Discussion in 'Tracking / Mixing / Editing' started by BigAL, Feb 11, 2008.

  1. BigAL

    BigAL Guest

    I am looking at mixing a project and the choir is flat for most of the song. I believe the choir was tracked live infront of four mics. I have asked if we can hire pro singers for the song but I don't think this is in their budget. I didn't track the Choir but I was asked to tune them. I am affraid that their will be bleed on the mics between registers and I might not be able to tune it. I was wondering if you folks had any ideas? Thanks.
  2. Cucco

    Cucco Distinguished Member

    In a word - No.

    If the entire choir were flat for the entire performance by equal amounts, then it could be done. Otherwise, by fixing some notes, you'll make others worse.

    Time to consider hiring out that pro choir - damn the budget... ;-)
  3. BigAL

    BigAL Guest

    Thats what I thought.
  4. BobRogers

    BobRogers Well-Known Member

    Have you tried it? It'd be interesting (probably the correct word) to listen to.
  5. BigAL

    BigAL Guest

    No I haven't tried it yet. But I will futs around with it when I receive the OMF. I just had a quicktime to look at but I will post about my results.
  6. JoeH

    JoeH Well-Known Member

    I often am asked to fix choirs that drift sharp or flat - Collectively, on unaccompanied tracks. (Where they're given a bell tone at the top, then they just drift down - or up - together, slowly, over time.)

    Otherwise, you can't - and don't - won't to mess with it if there are other instruments going on. (Which is rarely the case anyway, since they'd have a point of reference and wouldn't drift away so easily.)

    I use Samlitude/Sequoia's "Elastic Audio" plug in to slowly draw the waveform (and pitch) back up, over time, often over the length of the piece, or where the music director says it begins to happen. (Often after the first verse or chorus, and then eventually locks in at the "wrong" pitch point.) Elastic Audio works in real time, so it's pretty cool when it works properly.
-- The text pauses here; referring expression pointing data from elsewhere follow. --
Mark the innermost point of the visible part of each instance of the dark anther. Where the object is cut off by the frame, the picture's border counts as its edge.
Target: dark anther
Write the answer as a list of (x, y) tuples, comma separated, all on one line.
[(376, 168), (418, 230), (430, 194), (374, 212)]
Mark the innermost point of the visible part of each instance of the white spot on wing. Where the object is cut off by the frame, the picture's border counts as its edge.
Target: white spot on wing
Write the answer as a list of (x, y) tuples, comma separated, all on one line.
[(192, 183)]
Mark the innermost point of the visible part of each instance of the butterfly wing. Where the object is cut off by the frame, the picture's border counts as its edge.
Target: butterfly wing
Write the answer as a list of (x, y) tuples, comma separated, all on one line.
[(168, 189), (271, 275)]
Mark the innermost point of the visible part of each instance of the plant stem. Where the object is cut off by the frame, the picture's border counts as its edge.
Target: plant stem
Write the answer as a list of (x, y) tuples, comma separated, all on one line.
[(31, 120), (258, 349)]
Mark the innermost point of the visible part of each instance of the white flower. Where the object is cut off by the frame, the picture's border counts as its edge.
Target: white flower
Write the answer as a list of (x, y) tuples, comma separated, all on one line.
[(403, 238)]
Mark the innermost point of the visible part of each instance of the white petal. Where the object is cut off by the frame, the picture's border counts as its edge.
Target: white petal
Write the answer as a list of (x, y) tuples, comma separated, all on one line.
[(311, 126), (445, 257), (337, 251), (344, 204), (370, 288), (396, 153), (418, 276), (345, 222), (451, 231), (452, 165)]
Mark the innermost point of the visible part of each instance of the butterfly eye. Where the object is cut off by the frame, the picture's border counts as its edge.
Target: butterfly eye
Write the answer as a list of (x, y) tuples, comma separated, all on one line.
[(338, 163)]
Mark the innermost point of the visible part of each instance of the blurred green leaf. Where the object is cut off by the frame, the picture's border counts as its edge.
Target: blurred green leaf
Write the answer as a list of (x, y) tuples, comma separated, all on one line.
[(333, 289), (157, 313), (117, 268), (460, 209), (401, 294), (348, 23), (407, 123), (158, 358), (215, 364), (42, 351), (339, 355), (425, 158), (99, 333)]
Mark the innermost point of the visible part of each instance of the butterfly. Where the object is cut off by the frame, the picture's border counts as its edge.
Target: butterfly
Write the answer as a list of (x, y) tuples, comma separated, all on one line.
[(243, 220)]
If it's gradual enough of a change, and if the recording is high quality enough, you don't really hear it, esp if the resampling rate is high enough.

    Once in a while, I'm asked to fix an "exposed" note - a soprano, or a solo violin, etc. We try it, and see if it works or not. If it doesn't, we leave it and move on. I had a music director really push me to make a fix once, even though if one listened close enough, one could hear the ENTIRE string section slide up a tiny bit - along with the "Fixed" note. He was the client, he was paying, and in the end, against my advice, we left the "fix" in place. No one has since caught it or commented about it, though. :roll:
  7. BigAL

    BigAL Guest

    Well the project didn't come through. The studio had some issues and the client went to another facility. Oh well next time.
  8. Kuzan

    Kuzan Guest

    Copy the track twice. Pitch shift one copy sharp by between 10 and 15 cents, and the other flat by the same amount. Place them back in the mix a little lower than the original.
    This fools the ear into fillowing the most correct pitch.
  9. Robak

    Robak Active Member

    I've recently got a newsletter from Melodyne (I have the Plugin version) and I think you should read the news and see the video about Direct Note Access. If it works as described then it might be possible to tune groups of instruments of the same kind and chords of solo instruments. I wonder how it would work with the choir mentioned above.
    Drum Track
    Tell me what you think about it. I was very much surprised :!:
  10. JoeH

    JoeH Well-Known Member

    Hope it does what they claim. I have a LOT of clients who will go NUTS over this, again, assuming it works as touted.

    I see it's a Fall 08 release date too, eh? Bugs bugs bugs, no doubt. :twisted:
  11. Cucco

    Cucco Distinguished Member

    I'm curious to see how it works with complex symphonic work.